I learned an invaluable lesson that day: Life in a sinful world will pull down anything that leans. Being vertically correct is absolutely essential. And nowhere is that principle truer than in marriage.

Over the years, I have observed a disturbing pattern. Underneath many seemingly successful marriages, there are often weight-bearing walls beginning to lean. Everything looks great from the outside, but without re-anchoring, disaster looms.

I have now been married to my wife for over four decades. The passing years have convinced me that only to the degree that I am right in my relationship with God vertically can my horizontal relationship with Sue be right as well. That’s why I am a firm believer that the first step toward a revived marriage is a revived relationship with the Lord.

The articles posted on this blog in the coming months are dedicated to reviving marriages by helping couples deal with root causes rather than symptoms. The place to begin is with the weight-bearing wall of our lives—our relationship with God. And while anchoring our marriages to the rock of God Himself may mean dealing honestly with the core issues of our hearts, the incredible hope of a revived relationship with God is transformed relationships with others.

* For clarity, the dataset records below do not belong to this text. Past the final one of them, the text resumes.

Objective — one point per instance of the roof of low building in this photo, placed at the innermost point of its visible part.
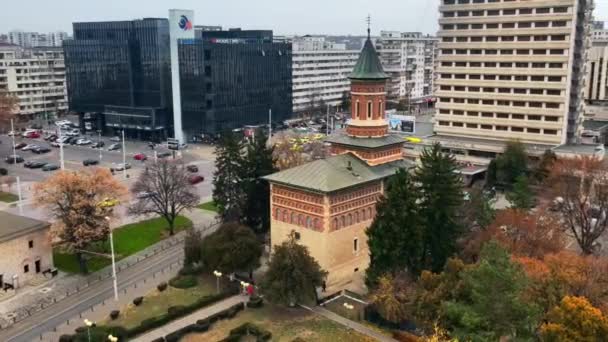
(14, 226)
(368, 65)
(344, 139)
(335, 173)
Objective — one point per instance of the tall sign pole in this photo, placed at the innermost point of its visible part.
(181, 26)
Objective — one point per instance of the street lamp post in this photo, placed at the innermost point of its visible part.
(217, 274)
(124, 156)
(113, 261)
(89, 324)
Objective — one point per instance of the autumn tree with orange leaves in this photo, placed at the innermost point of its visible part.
(574, 319)
(76, 201)
(580, 186)
(519, 232)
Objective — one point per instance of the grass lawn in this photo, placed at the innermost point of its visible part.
(210, 206)
(156, 303)
(8, 197)
(284, 324)
(128, 240)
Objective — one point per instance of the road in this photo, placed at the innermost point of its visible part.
(46, 320)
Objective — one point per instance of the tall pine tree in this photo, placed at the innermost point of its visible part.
(228, 192)
(395, 238)
(259, 162)
(440, 188)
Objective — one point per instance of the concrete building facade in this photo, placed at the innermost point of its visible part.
(409, 59)
(37, 78)
(26, 250)
(320, 72)
(512, 70)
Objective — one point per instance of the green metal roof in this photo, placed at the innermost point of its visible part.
(343, 139)
(335, 173)
(368, 65)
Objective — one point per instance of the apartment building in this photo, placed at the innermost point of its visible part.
(408, 58)
(511, 69)
(36, 77)
(320, 72)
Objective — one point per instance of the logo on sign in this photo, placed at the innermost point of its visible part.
(184, 23)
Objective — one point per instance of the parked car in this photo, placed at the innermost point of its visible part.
(42, 149)
(140, 156)
(196, 179)
(13, 159)
(83, 142)
(50, 167)
(32, 135)
(120, 167)
(114, 147)
(29, 147)
(34, 164)
(51, 137)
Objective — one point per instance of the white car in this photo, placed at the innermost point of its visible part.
(83, 142)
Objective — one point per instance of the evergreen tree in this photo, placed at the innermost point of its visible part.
(440, 188)
(495, 306)
(228, 192)
(512, 163)
(395, 237)
(293, 275)
(259, 162)
(520, 196)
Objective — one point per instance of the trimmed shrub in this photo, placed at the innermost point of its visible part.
(184, 282)
(162, 286)
(255, 302)
(404, 336)
(114, 314)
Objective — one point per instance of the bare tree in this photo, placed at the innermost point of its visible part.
(163, 189)
(581, 189)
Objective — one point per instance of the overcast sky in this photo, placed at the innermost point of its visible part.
(282, 16)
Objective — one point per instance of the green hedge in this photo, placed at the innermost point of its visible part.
(248, 328)
(184, 281)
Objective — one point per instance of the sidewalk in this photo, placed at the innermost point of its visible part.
(350, 324)
(191, 319)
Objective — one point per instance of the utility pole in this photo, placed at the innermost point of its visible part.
(124, 157)
(327, 121)
(269, 126)
(14, 150)
(20, 197)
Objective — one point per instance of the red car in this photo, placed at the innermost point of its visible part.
(140, 156)
(196, 179)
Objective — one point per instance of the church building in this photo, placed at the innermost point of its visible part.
(329, 203)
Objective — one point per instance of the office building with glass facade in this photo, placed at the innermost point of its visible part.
(119, 77)
(230, 79)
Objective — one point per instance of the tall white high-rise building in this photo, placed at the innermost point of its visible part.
(320, 72)
(409, 59)
(36, 76)
(511, 70)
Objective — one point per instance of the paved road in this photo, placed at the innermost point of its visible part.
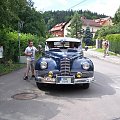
(100, 102)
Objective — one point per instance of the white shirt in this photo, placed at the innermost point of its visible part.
(31, 50)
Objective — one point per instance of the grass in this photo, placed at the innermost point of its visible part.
(110, 53)
(6, 68)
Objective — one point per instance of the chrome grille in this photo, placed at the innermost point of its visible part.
(65, 66)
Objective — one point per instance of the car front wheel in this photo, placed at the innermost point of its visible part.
(85, 85)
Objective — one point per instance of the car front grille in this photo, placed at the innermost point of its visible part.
(65, 66)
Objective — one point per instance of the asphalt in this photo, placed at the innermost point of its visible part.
(99, 55)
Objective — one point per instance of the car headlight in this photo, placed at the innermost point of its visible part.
(85, 65)
(43, 65)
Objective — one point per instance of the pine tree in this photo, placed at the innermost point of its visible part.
(75, 27)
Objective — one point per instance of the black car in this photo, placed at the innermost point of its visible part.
(63, 63)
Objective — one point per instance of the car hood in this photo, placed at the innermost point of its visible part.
(61, 55)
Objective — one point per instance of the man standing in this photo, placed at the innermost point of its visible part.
(30, 55)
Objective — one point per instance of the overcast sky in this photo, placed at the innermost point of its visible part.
(107, 7)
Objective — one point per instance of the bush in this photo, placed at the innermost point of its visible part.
(10, 43)
(114, 40)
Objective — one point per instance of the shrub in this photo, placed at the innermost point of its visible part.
(10, 43)
(114, 40)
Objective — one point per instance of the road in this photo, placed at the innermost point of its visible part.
(100, 102)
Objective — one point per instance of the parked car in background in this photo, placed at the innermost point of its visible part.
(63, 62)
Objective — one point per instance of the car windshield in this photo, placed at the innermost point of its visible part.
(58, 46)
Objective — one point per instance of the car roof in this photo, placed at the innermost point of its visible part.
(66, 39)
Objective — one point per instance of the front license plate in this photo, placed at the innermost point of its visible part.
(64, 80)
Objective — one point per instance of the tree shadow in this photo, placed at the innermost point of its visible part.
(99, 88)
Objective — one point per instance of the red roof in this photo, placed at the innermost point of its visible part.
(101, 21)
(89, 22)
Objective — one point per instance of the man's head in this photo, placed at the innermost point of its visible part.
(30, 42)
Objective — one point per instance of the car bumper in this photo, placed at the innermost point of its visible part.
(49, 80)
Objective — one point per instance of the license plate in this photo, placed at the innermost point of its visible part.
(64, 80)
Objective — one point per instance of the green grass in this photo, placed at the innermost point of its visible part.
(110, 53)
(5, 68)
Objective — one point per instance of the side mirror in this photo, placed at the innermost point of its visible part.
(41, 49)
(86, 48)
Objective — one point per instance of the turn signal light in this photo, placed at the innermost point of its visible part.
(79, 74)
(50, 74)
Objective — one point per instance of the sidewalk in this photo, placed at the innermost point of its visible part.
(99, 55)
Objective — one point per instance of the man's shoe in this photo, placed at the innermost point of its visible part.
(33, 76)
(26, 77)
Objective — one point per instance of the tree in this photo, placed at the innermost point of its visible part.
(75, 27)
(88, 36)
(117, 16)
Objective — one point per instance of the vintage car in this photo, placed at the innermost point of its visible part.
(63, 63)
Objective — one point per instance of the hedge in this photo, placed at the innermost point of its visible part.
(9, 41)
(114, 40)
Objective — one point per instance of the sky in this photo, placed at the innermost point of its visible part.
(106, 7)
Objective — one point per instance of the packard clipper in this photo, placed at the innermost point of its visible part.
(63, 63)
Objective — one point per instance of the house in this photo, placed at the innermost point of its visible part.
(104, 21)
(58, 30)
(94, 26)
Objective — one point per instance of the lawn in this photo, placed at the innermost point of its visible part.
(6, 68)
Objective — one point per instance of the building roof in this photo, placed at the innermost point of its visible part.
(58, 27)
(101, 21)
(89, 22)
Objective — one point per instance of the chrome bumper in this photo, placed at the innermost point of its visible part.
(54, 80)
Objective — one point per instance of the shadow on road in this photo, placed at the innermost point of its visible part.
(102, 86)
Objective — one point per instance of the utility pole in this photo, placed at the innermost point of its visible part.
(20, 26)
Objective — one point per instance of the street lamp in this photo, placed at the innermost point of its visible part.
(20, 26)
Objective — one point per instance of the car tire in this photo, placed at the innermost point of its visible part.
(85, 85)
(40, 85)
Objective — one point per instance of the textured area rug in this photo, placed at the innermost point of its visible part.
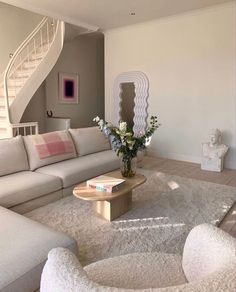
(164, 210)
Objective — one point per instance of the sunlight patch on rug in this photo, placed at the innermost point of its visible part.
(164, 210)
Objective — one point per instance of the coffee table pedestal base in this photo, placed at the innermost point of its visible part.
(111, 209)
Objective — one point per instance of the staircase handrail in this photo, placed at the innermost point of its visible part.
(15, 55)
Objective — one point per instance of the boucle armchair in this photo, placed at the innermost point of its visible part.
(208, 264)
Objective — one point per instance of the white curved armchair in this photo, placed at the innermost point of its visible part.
(208, 264)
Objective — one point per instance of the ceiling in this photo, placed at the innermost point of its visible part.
(106, 14)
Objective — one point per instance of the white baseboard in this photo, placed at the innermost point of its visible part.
(230, 164)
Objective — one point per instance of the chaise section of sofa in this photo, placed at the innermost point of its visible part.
(94, 157)
(21, 189)
(24, 245)
(74, 171)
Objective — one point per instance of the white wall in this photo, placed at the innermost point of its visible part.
(15, 25)
(84, 56)
(190, 61)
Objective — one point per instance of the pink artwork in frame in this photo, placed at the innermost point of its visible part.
(68, 88)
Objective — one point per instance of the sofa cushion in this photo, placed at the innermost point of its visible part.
(49, 148)
(89, 140)
(24, 186)
(80, 169)
(13, 156)
(24, 246)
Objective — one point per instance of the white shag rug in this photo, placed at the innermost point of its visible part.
(164, 210)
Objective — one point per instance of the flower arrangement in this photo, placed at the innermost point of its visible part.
(125, 143)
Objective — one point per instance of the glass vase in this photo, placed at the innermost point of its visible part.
(128, 166)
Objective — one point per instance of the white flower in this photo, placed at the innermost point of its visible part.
(97, 119)
(100, 123)
(123, 127)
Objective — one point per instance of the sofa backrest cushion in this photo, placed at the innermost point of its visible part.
(89, 140)
(13, 156)
(49, 148)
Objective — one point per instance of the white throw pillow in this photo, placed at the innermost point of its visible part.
(40, 148)
(13, 156)
(89, 140)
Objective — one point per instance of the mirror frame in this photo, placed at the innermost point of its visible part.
(141, 90)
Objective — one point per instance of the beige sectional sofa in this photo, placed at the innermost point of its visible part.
(28, 182)
(33, 174)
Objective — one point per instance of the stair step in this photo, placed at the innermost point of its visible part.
(11, 91)
(19, 82)
(23, 74)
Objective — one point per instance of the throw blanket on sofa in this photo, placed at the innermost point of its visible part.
(54, 143)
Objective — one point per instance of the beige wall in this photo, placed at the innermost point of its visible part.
(36, 109)
(85, 56)
(15, 25)
(190, 60)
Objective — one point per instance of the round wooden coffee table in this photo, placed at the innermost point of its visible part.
(111, 205)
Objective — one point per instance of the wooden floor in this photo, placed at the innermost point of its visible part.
(193, 170)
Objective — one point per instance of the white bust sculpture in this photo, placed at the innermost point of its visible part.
(213, 152)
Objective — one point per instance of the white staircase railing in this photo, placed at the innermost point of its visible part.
(24, 62)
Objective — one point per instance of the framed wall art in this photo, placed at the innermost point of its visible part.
(68, 88)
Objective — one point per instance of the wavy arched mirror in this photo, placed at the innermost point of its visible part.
(130, 100)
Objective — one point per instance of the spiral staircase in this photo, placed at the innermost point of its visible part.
(26, 70)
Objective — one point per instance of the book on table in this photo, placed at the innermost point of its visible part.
(105, 183)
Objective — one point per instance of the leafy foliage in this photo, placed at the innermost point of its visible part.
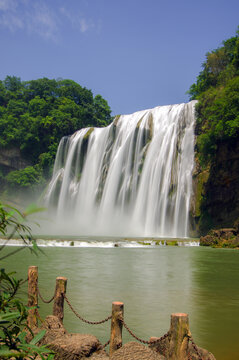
(217, 92)
(36, 114)
(13, 313)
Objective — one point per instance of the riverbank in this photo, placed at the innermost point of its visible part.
(222, 238)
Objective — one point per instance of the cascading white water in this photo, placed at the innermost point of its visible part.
(132, 178)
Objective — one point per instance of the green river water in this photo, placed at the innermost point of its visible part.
(153, 282)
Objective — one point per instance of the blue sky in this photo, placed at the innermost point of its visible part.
(137, 54)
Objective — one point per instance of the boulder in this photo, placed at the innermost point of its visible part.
(70, 346)
(136, 351)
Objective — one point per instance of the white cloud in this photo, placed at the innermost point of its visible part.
(77, 20)
(11, 21)
(8, 5)
(39, 18)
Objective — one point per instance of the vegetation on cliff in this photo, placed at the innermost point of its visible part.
(217, 129)
(217, 90)
(36, 114)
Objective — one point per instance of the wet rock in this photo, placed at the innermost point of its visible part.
(70, 346)
(136, 351)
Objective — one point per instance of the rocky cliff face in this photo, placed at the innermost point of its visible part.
(216, 190)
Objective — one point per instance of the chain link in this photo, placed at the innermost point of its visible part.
(141, 340)
(194, 347)
(106, 344)
(43, 300)
(82, 319)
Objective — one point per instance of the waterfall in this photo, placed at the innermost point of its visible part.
(132, 178)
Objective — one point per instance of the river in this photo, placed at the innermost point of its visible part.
(153, 282)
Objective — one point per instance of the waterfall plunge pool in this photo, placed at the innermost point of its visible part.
(153, 282)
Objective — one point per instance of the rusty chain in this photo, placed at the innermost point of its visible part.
(84, 320)
(148, 342)
(43, 300)
(106, 344)
(194, 347)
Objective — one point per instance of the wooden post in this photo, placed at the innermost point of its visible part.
(32, 296)
(178, 341)
(58, 306)
(116, 326)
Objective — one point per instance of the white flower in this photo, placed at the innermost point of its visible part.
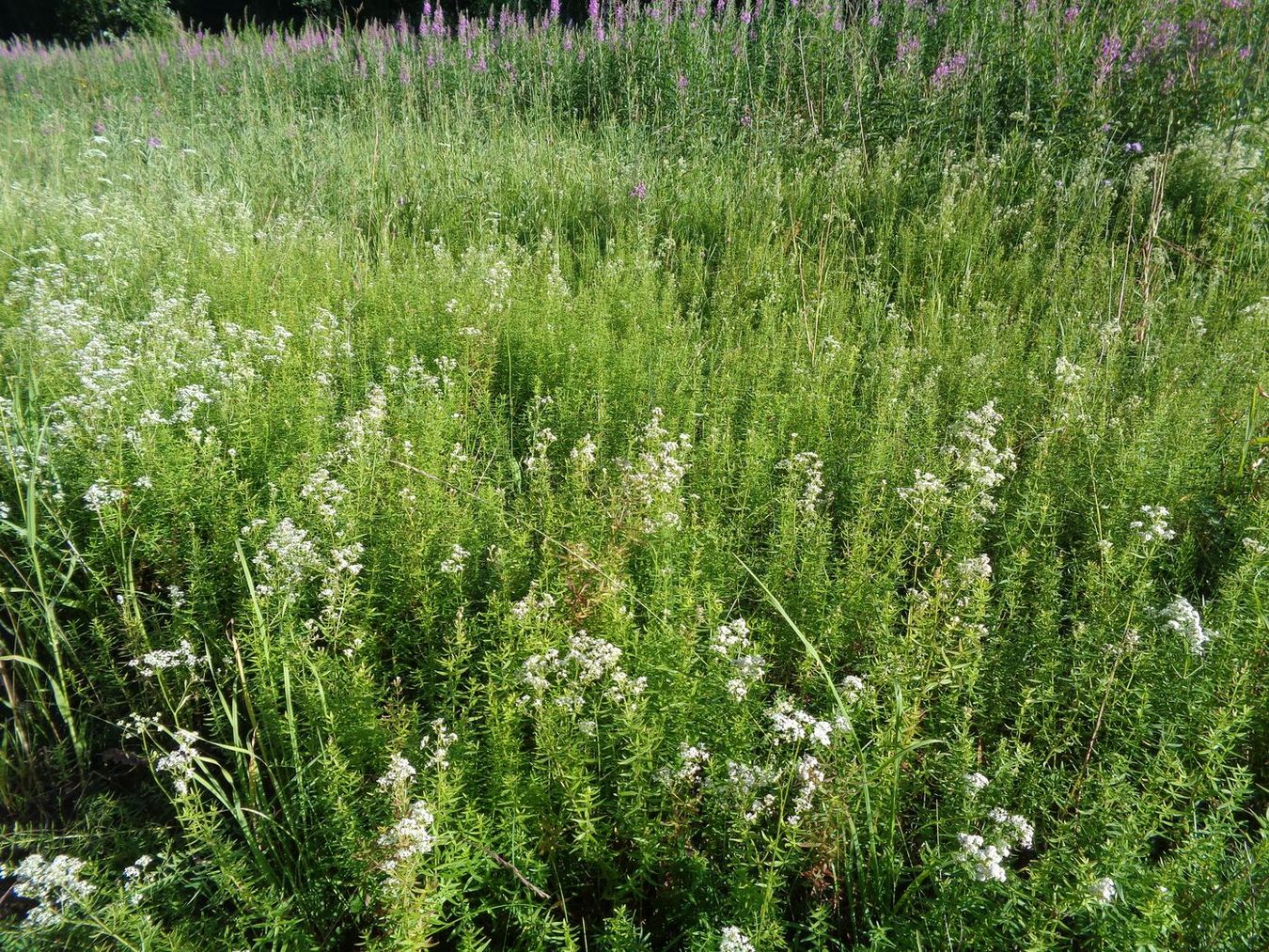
(134, 879)
(409, 836)
(1153, 525)
(102, 495)
(54, 883)
(439, 744)
(457, 561)
(1103, 890)
(852, 688)
(807, 470)
(1023, 833)
(693, 760)
(164, 659)
(399, 774)
(1182, 617)
(975, 782)
(733, 941)
(985, 858)
(180, 762)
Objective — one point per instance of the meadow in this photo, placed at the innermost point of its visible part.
(729, 478)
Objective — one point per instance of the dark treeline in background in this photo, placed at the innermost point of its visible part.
(80, 21)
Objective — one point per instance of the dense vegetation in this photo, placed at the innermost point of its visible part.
(707, 478)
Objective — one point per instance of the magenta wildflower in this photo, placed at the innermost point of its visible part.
(1109, 54)
(907, 47)
(949, 69)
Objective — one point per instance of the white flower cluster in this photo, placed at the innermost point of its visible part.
(584, 453)
(409, 836)
(164, 659)
(809, 778)
(852, 688)
(438, 744)
(287, 558)
(651, 482)
(365, 428)
(927, 492)
(180, 762)
(985, 857)
(745, 779)
(1153, 524)
(692, 766)
(976, 784)
(537, 459)
(793, 725)
(975, 569)
(323, 492)
(1103, 891)
(456, 563)
(807, 471)
(568, 676)
(54, 883)
(1068, 373)
(102, 495)
(399, 774)
(134, 879)
(1182, 617)
(979, 465)
(732, 641)
(535, 605)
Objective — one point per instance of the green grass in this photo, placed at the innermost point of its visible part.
(461, 419)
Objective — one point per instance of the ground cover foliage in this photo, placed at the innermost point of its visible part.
(708, 478)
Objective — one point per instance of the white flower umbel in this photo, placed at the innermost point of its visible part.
(54, 883)
(457, 560)
(180, 762)
(732, 940)
(651, 482)
(806, 471)
(136, 877)
(979, 465)
(409, 836)
(1182, 617)
(165, 659)
(793, 725)
(986, 860)
(1152, 525)
(399, 774)
(692, 766)
(1103, 891)
(976, 782)
(732, 641)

Would you take a moment right now to quiet your heart before the Lord? Would you simply pray, “Lord, show me my need for You. Do whatever is necessary to make me a channel of Your love toward my spouse. Lord, speak to my heart as I read and ponder Your truth.”

May God revive our hearts and homes for His glory!

 

Byron Paulus is the President of Life Action Ministries. This editorial has been revised from the original, written for Spirit of Revival magazine in 2006.